Kowalczyk w piłkę zaczynał grać w Olimpii Warszawa. Później przeniósł się do stołecznego Poloneza. W 1990 roku trafił do Legii Warszawa.
Kowalczyk do Legii wszedł z "drzwiami"
Praktycznie nieznany kibicom zawodnik, który grał na boiskach niższych lig na Mazowszu zaliczył "wejście smoka" do jednego z największych i najbardziej utytułowanych klubów w Polsce.
W rewanżowym meczu ćwierćfinału Pucharu Zdobywców Pucharów z Sampdorią Genua Kowalczyk strzelił dwa gole. Trafienie zaliczy też w półfinale przeciwko Manchesterowi United.
Kowalczyk nie wykorzystał potencjału
Według wielu Kowalczyk nie wykorzystał w pełni drzemiącego w nim potencjału. Dwa lata po igrzyskach olimpijskich w Barcelonie z Legii wytransferowany został do Betisu Sewilla, ale ligi hiszpańskiej nie podbił.

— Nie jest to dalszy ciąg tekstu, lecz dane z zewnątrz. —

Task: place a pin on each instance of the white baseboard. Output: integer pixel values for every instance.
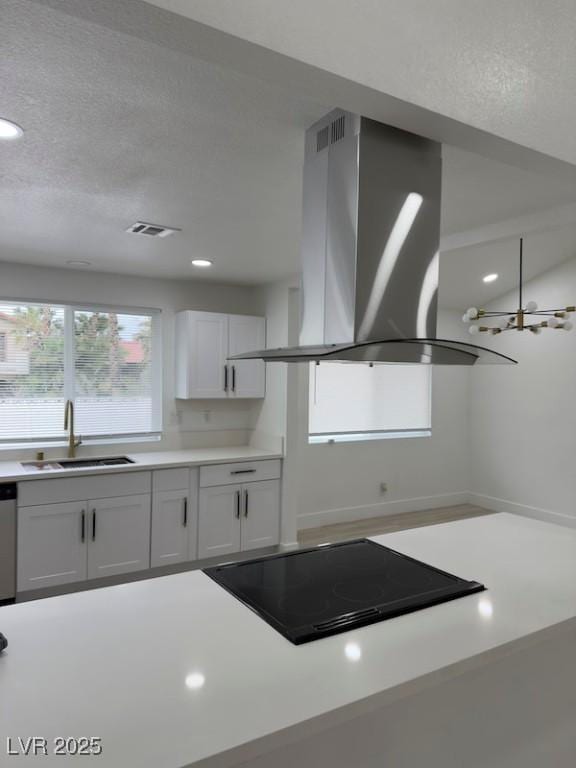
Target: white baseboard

Kowalczykowi w trakcie kariery często zarzucano niesportowy tryb życia i to on w głównej mierze miał się przyczynić do zmarnowania talentu.

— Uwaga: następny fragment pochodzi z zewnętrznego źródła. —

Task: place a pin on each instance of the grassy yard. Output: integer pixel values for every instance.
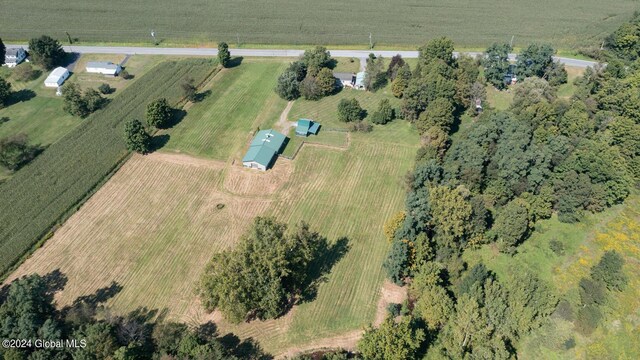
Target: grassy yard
(238, 101)
(563, 23)
(325, 110)
(344, 190)
(617, 228)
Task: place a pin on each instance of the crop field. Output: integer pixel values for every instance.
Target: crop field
(39, 195)
(564, 23)
(615, 229)
(238, 101)
(156, 256)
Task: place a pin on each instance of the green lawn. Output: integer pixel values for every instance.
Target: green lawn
(41, 117)
(325, 110)
(341, 193)
(240, 100)
(564, 23)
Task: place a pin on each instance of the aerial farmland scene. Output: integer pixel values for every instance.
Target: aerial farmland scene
(280, 179)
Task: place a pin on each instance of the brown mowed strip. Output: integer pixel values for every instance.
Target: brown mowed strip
(151, 229)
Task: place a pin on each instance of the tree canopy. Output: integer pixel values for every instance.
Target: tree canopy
(46, 52)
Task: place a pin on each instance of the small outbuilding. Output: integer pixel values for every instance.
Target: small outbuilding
(359, 83)
(104, 68)
(305, 127)
(14, 56)
(57, 77)
(264, 149)
(345, 79)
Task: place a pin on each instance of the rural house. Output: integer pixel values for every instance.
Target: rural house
(103, 67)
(345, 79)
(264, 149)
(57, 77)
(359, 84)
(304, 127)
(14, 56)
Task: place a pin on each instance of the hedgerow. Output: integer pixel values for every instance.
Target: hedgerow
(43, 193)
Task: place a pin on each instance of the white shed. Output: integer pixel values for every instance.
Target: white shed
(57, 77)
(103, 67)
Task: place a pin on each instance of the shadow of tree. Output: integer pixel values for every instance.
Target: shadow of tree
(159, 141)
(327, 256)
(20, 96)
(244, 349)
(201, 96)
(235, 61)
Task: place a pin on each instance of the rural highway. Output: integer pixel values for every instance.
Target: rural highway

Kowalczyk piłkarskim ekspertem
Aktualnie Kowalczyk występuje w roli piłkarskiego eksperta. Jego opinie głownie dotyczą Legii Warszawa, reprezentacji Polski i ligi hiszpańskiej.

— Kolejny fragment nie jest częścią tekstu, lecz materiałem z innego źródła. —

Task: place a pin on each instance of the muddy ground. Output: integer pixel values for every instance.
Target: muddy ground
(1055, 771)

Internauci często w swoich komentarzach zarzucają, że opinie wygłaszane przez Kowalczyka obliczone są wyłącznie na wzbudzenie emocji. Jestem inteligentnym człowiekiem, mimo że bydło może uważać inaczej. Człowiek musi wiedzieć co zrobić, za kim podążyć, żeby była oglądalność - podkreślił w rozmowie z weszło.com absolwent sześciu klas szkoły podstawowej.